2.12 Compliance with Law. Consultant Employee warrants that it will comply
with all applicable Federal, State and local laws and regulations in the performance of its
obligations hereunder.
2.13 Remedies. The rights and remedies of Galaxy as set forth in this
Agreement are not exclusive and are in addition to any other rights and remedies available to it at
law or in equity.
2.14 Headings. The headings contained in this Agreement are for purposes of
convenience only and shall not affect meaning or interpretation of this Agreement.

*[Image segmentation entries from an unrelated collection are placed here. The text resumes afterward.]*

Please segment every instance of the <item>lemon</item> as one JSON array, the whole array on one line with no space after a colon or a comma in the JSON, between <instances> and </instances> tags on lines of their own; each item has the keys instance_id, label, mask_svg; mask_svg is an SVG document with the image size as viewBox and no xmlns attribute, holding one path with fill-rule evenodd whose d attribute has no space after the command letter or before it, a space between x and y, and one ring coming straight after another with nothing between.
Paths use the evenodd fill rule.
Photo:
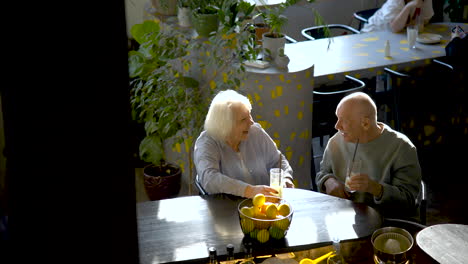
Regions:
<instances>
[{"instance_id":1,"label":"lemon","mask_svg":"<svg viewBox=\"0 0 468 264\"><path fill-rule=\"evenodd\" d=\"M254 229L254 230L252 230L252 232L249 233L249 236L252 239L257 239L257 233L258 233L258 229Z\"/></svg>"},{"instance_id":2,"label":"lemon","mask_svg":"<svg viewBox=\"0 0 468 264\"><path fill-rule=\"evenodd\" d=\"M252 207L247 207L247 206L242 207L241 213L248 217L254 217L254 210ZM241 217L244 217L242 214L241 214Z\"/></svg>"},{"instance_id":3,"label":"lemon","mask_svg":"<svg viewBox=\"0 0 468 264\"><path fill-rule=\"evenodd\" d=\"M248 218L244 218L241 220L241 227L242 232L244 232L244 234L252 232L252 230L255 228L253 221Z\"/></svg>"},{"instance_id":4,"label":"lemon","mask_svg":"<svg viewBox=\"0 0 468 264\"><path fill-rule=\"evenodd\" d=\"M255 216L258 219L267 219L265 214L258 214ZM271 221L262 221L262 220L254 220L254 225L258 229L267 229L271 224Z\"/></svg>"},{"instance_id":5,"label":"lemon","mask_svg":"<svg viewBox=\"0 0 468 264\"><path fill-rule=\"evenodd\" d=\"M265 203L262 205L262 207L260 208L260 211L261 211L262 213L266 214L266 208L267 208L270 204L272 204L272 202L265 202Z\"/></svg>"},{"instance_id":6,"label":"lemon","mask_svg":"<svg viewBox=\"0 0 468 264\"><path fill-rule=\"evenodd\" d=\"M276 215L278 214L278 207L276 207L276 204L269 204L265 209L265 214L268 218L275 219Z\"/></svg>"},{"instance_id":7,"label":"lemon","mask_svg":"<svg viewBox=\"0 0 468 264\"><path fill-rule=\"evenodd\" d=\"M288 216L291 213L291 207L288 204L280 204L278 206L278 213L282 216Z\"/></svg>"},{"instance_id":8,"label":"lemon","mask_svg":"<svg viewBox=\"0 0 468 264\"><path fill-rule=\"evenodd\" d=\"M304 258L302 259L299 264L315 264L315 261L309 259L309 258Z\"/></svg>"},{"instance_id":9,"label":"lemon","mask_svg":"<svg viewBox=\"0 0 468 264\"><path fill-rule=\"evenodd\" d=\"M262 230L258 231L257 240L260 243L265 243L265 242L268 241L268 239L270 239L270 233L268 233L268 230L262 229Z\"/></svg>"},{"instance_id":10,"label":"lemon","mask_svg":"<svg viewBox=\"0 0 468 264\"><path fill-rule=\"evenodd\" d=\"M252 208L252 212L254 213L254 216L253 216L253 217L255 217L256 215L258 215L258 214L261 213L261 209L262 209L261 207L252 206L252 207L250 207L250 208Z\"/></svg>"},{"instance_id":11,"label":"lemon","mask_svg":"<svg viewBox=\"0 0 468 264\"><path fill-rule=\"evenodd\" d=\"M257 207L262 207L265 203L265 195L263 193L257 193L254 198L252 198L252 203Z\"/></svg>"},{"instance_id":12,"label":"lemon","mask_svg":"<svg viewBox=\"0 0 468 264\"><path fill-rule=\"evenodd\" d=\"M270 227L268 231L270 232L270 236L274 239L281 239L284 237L284 230L276 226Z\"/></svg>"},{"instance_id":13,"label":"lemon","mask_svg":"<svg viewBox=\"0 0 468 264\"><path fill-rule=\"evenodd\" d=\"M289 219L288 219L288 218L284 218L284 219L275 221L275 222L273 222L273 226L276 226L276 227L278 227L278 228L281 228L281 229L283 229L283 230L286 230L286 229L288 229L288 227L289 227Z\"/></svg>"}]
</instances>

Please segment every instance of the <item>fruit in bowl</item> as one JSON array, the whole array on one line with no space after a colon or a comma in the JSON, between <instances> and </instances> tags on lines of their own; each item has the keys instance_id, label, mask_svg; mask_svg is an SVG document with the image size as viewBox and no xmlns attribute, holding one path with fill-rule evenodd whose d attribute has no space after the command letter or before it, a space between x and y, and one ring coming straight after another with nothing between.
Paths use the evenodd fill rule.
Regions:
<instances>
[{"instance_id":1,"label":"fruit in bowl","mask_svg":"<svg viewBox=\"0 0 468 264\"><path fill-rule=\"evenodd\" d=\"M263 194L240 202L237 212L244 235L260 243L284 238L293 216L293 208L286 200Z\"/></svg>"}]
</instances>

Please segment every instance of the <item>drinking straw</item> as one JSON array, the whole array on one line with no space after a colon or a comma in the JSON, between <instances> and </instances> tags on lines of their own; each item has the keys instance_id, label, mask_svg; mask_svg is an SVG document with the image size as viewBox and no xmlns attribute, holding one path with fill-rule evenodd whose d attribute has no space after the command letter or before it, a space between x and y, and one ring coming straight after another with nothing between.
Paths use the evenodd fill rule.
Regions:
<instances>
[{"instance_id":1,"label":"drinking straw","mask_svg":"<svg viewBox=\"0 0 468 264\"><path fill-rule=\"evenodd\" d=\"M279 168L279 172L280 172L280 176L278 177L278 186L281 187L281 178L283 177L283 173L282 173L282 170L281 170L281 153L280 153L280 158L279 158L279 164L278 164L278 168Z\"/></svg>"},{"instance_id":2,"label":"drinking straw","mask_svg":"<svg viewBox=\"0 0 468 264\"><path fill-rule=\"evenodd\" d=\"M353 163L354 163L354 158L356 157L356 152L357 152L357 146L359 145L359 138L356 142L356 147L354 148L354 153L353 153L353 160L351 161L351 168L353 167ZM352 169L349 169L348 171L348 176L351 177L351 170Z\"/></svg>"}]
</instances>

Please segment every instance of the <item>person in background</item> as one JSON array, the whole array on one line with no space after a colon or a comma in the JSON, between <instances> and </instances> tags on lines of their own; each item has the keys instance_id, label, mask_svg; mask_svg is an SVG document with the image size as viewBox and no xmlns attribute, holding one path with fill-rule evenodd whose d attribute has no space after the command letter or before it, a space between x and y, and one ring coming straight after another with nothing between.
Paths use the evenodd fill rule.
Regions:
<instances>
[{"instance_id":1,"label":"person in background","mask_svg":"<svg viewBox=\"0 0 468 264\"><path fill-rule=\"evenodd\" d=\"M278 194L269 184L270 168L278 168L280 162L283 186L294 187L289 162L253 121L251 110L249 99L234 90L221 91L213 98L194 150L200 184L209 194L247 198Z\"/></svg>"},{"instance_id":2,"label":"person in background","mask_svg":"<svg viewBox=\"0 0 468 264\"><path fill-rule=\"evenodd\" d=\"M404 134L377 121L372 98L362 92L345 96L336 108L337 133L325 147L315 181L318 190L336 197L365 203L384 217L419 221L416 198L420 192L421 167L416 147ZM346 191L347 163L362 161L361 173L353 176Z\"/></svg>"},{"instance_id":3,"label":"person in background","mask_svg":"<svg viewBox=\"0 0 468 264\"><path fill-rule=\"evenodd\" d=\"M410 23L416 23L420 16L421 23L427 24L434 16L432 0L387 0L369 22L364 25L361 32L391 31L400 32Z\"/></svg>"}]
</instances>

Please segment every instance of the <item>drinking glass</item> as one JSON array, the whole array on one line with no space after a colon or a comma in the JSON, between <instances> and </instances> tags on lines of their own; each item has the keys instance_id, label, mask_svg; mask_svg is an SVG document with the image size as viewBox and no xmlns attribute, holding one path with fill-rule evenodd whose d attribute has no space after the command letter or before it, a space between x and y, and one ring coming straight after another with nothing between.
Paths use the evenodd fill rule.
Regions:
<instances>
[{"instance_id":1,"label":"drinking glass","mask_svg":"<svg viewBox=\"0 0 468 264\"><path fill-rule=\"evenodd\" d=\"M406 27L406 36L408 38L408 46L411 49L416 48L416 38L418 37L418 25L408 25Z\"/></svg>"},{"instance_id":2,"label":"drinking glass","mask_svg":"<svg viewBox=\"0 0 468 264\"><path fill-rule=\"evenodd\" d=\"M278 191L278 196L283 197L283 170L280 168L270 169L270 187Z\"/></svg>"},{"instance_id":3,"label":"drinking glass","mask_svg":"<svg viewBox=\"0 0 468 264\"><path fill-rule=\"evenodd\" d=\"M350 193L353 193L355 191L352 191L352 190L349 189L348 182L355 175L361 174L361 164L362 164L362 161L359 160L359 159L355 159L354 161L350 160L348 162L348 167L346 169L345 187L346 187L346 191L348 191Z\"/></svg>"}]
</instances>

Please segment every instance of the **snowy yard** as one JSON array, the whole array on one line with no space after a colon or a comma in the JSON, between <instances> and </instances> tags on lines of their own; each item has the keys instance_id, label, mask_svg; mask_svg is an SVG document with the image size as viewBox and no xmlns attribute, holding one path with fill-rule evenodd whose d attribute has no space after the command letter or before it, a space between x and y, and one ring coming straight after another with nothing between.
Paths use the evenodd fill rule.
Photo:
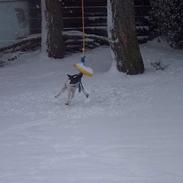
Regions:
<instances>
[{"instance_id":1,"label":"snowy yard","mask_svg":"<svg viewBox=\"0 0 183 183\"><path fill-rule=\"evenodd\" d=\"M138 76L116 72L109 48L89 51L90 97L70 107L54 95L79 54L28 53L0 68L0 183L182 183L183 51L141 50Z\"/></svg>"}]
</instances>

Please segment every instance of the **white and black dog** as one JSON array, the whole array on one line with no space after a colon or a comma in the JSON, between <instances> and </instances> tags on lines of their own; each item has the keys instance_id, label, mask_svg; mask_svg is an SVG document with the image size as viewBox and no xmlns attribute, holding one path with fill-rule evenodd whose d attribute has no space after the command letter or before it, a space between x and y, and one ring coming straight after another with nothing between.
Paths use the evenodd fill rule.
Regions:
<instances>
[{"instance_id":1,"label":"white and black dog","mask_svg":"<svg viewBox=\"0 0 183 183\"><path fill-rule=\"evenodd\" d=\"M67 74L67 76L68 76L67 82L64 84L60 92L55 96L55 98L58 98L62 93L64 93L67 90L68 98L65 105L70 105L71 100L73 99L77 89L79 90L79 92L83 92L83 94L88 98L89 94L85 91L83 84L81 82L83 74L82 73L78 73L74 75Z\"/></svg>"}]
</instances>

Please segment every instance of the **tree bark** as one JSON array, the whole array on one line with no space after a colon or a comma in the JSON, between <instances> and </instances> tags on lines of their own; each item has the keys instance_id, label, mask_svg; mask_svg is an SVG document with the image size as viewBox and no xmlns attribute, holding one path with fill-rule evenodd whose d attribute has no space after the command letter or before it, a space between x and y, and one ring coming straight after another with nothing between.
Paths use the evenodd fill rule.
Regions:
<instances>
[{"instance_id":1,"label":"tree bark","mask_svg":"<svg viewBox=\"0 0 183 183\"><path fill-rule=\"evenodd\" d=\"M144 72L143 59L136 35L134 0L109 0L113 28L112 48L117 69L129 75Z\"/></svg>"},{"instance_id":2,"label":"tree bark","mask_svg":"<svg viewBox=\"0 0 183 183\"><path fill-rule=\"evenodd\" d=\"M65 46L63 39L63 17L62 5L59 0L46 0L47 22L48 22L48 56L63 58Z\"/></svg>"}]
</instances>

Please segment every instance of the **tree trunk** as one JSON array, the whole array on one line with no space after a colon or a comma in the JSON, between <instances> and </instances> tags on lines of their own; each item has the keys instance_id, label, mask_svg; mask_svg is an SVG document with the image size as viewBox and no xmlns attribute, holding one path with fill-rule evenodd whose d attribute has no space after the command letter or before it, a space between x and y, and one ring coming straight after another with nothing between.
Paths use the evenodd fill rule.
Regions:
<instances>
[{"instance_id":1,"label":"tree trunk","mask_svg":"<svg viewBox=\"0 0 183 183\"><path fill-rule=\"evenodd\" d=\"M130 75L143 73L144 64L135 27L134 0L108 2L111 3L113 27L110 31L117 69Z\"/></svg>"},{"instance_id":2,"label":"tree trunk","mask_svg":"<svg viewBox=\"0 0 183 183\"><path fill-rule=\"evenodd\" d=\"M62 5L59 0L46 0L48 21L48 56L63 58L65 53L63 31Z\"/></svg>"}]
</instances>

2.16 Disputes: Consent to Jurisdiction. The parties agree that dispute arising
out of or relating to this Agreement shall be adjudicated by the appropriate Federal or state court
sitting in New York County, NY and each of the parties consents to the jurisdiction of such
courts for the purposes of all legal proceedings arising out of or relating to this Agreement. Each
of the parties irrevocably waives, to the fullest extent permitted by law, any objection which it
may now or hereafter have to the laying of venue of any such proceeding brought in such courts
and any claim that any such proceeding brought in such courts has been brought in an
inconvenient forum. Each of the parties hereby irrevocably waives, to the fullest extent
permitted by law, any and all right to trial by jury in any legal proceeding arising out of or
relating to this Agreement or any of the transactions contemplated hereby.